Мы обращаемся к трем последним выводам, выше сего нами означенным, которые полагаем мы в числе главнейших отличительных черт переворота в мире современной нам европейской литературы. Первое, что представляется здесь, есть — уничтожение классических теорий и замена их новыми идеями. В этом согласятся самые упорные, даже русские классики.

Второе, что следует из первого: стремление осуществить теорию в сообразной с нею практике. Практика сия требует всеобщности познания, не одного классицизма, и потом воссоздания национальной, народной литературы как единственного средства делаться самобытными.

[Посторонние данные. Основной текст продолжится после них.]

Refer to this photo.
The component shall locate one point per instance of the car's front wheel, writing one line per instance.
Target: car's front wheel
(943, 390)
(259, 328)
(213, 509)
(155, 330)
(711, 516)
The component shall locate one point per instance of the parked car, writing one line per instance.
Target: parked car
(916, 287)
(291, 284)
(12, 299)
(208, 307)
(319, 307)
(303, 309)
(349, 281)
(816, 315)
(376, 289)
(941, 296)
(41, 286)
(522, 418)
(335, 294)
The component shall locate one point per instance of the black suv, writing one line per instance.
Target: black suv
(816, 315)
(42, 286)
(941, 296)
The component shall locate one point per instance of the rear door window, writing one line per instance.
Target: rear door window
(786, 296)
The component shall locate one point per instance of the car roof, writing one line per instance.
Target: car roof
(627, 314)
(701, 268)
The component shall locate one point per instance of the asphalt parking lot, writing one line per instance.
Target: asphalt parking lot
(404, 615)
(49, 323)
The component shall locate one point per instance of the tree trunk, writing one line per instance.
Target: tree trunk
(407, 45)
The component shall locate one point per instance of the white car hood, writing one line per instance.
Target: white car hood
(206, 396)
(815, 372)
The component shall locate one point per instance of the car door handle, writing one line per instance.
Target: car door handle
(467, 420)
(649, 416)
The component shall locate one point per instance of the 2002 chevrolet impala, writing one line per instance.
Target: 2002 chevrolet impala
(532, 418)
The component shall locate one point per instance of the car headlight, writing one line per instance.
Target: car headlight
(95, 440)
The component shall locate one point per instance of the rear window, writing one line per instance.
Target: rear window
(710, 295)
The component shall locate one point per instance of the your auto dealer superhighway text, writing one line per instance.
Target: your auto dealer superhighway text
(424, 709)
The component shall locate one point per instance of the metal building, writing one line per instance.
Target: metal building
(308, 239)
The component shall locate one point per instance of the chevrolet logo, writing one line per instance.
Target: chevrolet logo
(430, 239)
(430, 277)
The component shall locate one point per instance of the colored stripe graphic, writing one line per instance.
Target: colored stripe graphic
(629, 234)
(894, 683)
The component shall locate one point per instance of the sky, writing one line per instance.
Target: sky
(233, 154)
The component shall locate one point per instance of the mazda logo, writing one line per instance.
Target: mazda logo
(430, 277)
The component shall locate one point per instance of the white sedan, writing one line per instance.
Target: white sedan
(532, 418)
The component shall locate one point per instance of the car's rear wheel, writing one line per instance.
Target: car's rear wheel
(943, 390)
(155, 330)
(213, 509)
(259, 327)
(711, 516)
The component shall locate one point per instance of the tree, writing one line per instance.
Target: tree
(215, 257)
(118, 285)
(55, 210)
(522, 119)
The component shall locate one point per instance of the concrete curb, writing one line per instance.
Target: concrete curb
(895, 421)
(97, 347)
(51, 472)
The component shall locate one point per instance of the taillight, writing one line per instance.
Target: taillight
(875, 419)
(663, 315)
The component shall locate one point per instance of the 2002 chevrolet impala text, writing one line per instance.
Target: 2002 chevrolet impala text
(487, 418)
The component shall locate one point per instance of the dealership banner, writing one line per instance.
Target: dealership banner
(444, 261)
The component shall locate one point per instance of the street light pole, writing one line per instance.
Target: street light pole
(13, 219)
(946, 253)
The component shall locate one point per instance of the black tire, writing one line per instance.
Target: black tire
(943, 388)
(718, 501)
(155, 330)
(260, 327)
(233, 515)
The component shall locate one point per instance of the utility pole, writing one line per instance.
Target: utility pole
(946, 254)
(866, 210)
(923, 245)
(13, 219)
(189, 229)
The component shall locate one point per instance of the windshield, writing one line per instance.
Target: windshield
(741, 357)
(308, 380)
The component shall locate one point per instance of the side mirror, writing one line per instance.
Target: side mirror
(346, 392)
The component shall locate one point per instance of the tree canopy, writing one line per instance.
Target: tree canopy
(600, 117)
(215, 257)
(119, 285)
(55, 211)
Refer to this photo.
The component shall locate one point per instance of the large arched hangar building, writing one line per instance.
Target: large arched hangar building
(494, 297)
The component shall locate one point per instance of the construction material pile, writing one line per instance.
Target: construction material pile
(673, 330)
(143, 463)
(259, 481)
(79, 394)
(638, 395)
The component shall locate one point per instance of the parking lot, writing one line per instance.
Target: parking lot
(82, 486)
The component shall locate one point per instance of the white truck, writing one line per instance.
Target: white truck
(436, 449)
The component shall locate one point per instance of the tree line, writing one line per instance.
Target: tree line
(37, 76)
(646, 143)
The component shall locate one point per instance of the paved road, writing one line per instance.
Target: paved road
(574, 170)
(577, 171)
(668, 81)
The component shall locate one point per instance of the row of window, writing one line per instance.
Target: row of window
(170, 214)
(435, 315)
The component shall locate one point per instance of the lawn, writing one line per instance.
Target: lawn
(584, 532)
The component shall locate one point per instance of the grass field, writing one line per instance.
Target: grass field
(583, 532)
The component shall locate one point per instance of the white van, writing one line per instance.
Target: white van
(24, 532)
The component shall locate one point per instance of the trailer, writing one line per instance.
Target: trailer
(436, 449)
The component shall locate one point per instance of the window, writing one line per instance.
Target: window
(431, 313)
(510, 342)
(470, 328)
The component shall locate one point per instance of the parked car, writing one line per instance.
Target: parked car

Не говорим о Германии, где тим кончилось; об Англии, где этим началось; о Франции, где это является в неимоверной степени, — посмотрите на две крайние стороны Европы: Швецию и Италию. Там и здесь — роман и романтизм; школа классиков падает, новые идеи народности проявляются Тегнерами, Манзони и многочисленными их спутниками. Но отчего третье отличие современности: явное стремление повсюду к лиризму, роману и драме? Не принимаем положения В. Гюго, будто наш век есть век драматический. не соглашаемся и с теми, кто думает, будто роман есть современная эпопея, и поелику эпопея и драма всегда преимуществовали и должны преимуществовать, ибо они суть два высшие отдела творчества человеческого, то посему преимуществует в нашем веке (лишенном эпопеи), после драмы, роман. Мы думаем, что во всe века и всегда все части поэзии были равносильны, равно существовали и должны равно существовать в душе человека. Наш век столько же драматический, сколько эпический и лирический. Лиризм потому столь силен в наше время, что мы начинаем новый период, а в начале новой жизни всегда дух человека изливается в лирическом пении. «У нас нет эпопеи», — говорят нам. Нет эпопеи классической — согласны, но есть эпопея своя.

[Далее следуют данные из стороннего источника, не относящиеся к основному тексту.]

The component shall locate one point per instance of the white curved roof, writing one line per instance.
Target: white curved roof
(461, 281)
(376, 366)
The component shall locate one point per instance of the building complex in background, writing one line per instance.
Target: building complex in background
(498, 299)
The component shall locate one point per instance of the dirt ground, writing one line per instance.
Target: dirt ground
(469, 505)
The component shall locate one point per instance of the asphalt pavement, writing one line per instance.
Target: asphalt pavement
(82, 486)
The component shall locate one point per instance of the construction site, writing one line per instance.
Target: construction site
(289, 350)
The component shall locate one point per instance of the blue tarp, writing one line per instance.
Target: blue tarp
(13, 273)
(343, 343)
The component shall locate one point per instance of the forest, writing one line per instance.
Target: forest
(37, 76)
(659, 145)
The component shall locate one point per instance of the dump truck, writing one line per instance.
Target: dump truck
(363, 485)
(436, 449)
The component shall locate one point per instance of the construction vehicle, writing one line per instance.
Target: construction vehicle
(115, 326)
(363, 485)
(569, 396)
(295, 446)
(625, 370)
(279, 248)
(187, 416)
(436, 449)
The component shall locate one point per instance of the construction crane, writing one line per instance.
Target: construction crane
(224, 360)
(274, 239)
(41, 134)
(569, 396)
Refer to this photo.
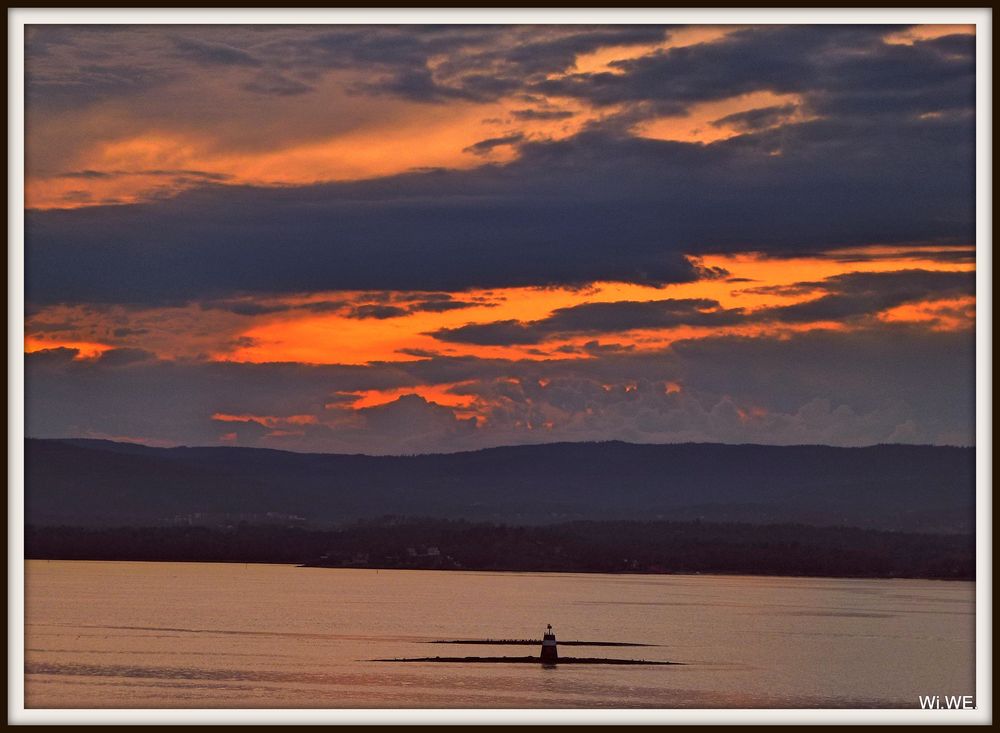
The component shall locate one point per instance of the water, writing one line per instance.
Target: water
(191, 635)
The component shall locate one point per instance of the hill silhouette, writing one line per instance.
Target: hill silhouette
(892, 487)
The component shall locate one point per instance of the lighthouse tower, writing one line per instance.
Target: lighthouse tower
(549, 653)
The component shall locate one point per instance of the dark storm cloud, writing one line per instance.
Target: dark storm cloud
(376, 311)
(486, 146)
(541, 114)
(594, 207)
(214, 54)
(839, 69)
(889, 161)
(866, 293)
(595, 318)
(756, 119)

Краткое изложение наше показывает, сколь сильный, неслыханный переворот произошел в полвека, сколь разнообразен, разнороден был сей переворот, сколь многих вопросов решение задал он грядущему человечеству. Но главные основания уже и для нас обозначены ясно. Сей–то бурный, многообразный период хлынул на нашу русскую литературу после классицизма французского; его–то начало представил собою в поэзии нашей Жуковский, и его–то настоящим представителем в русской поэзии явился Пушкин. Но что могли мы говорить о поэте, уже почиющем сном вечности, того не можем говорить о поэте живущем и, следственно, должны ограничиться рассмотрением только его литературной жизни. Мы находили в Державине совершенную противоположность Жуковскому: то же найдем, соображая с Жуковским Пушкина, — это две совершенно параллельные линии. Напротив, сколько найдем точек, на коих Державин и Пушкин сходятся совершенно! Державин и Пушкин, поэты вполне, с одинаково смелою, благородною, возвышенною душою, с одинаково пламенным сердцем, одинаково превышающие других современников своим гением; у обоих поэзия кажется врожденным вдохновением: у Державина не убили ее ни нужды, ни казармы; у Пушкина (что хуже казарм и нужд) ни светское образование, ни большой свет.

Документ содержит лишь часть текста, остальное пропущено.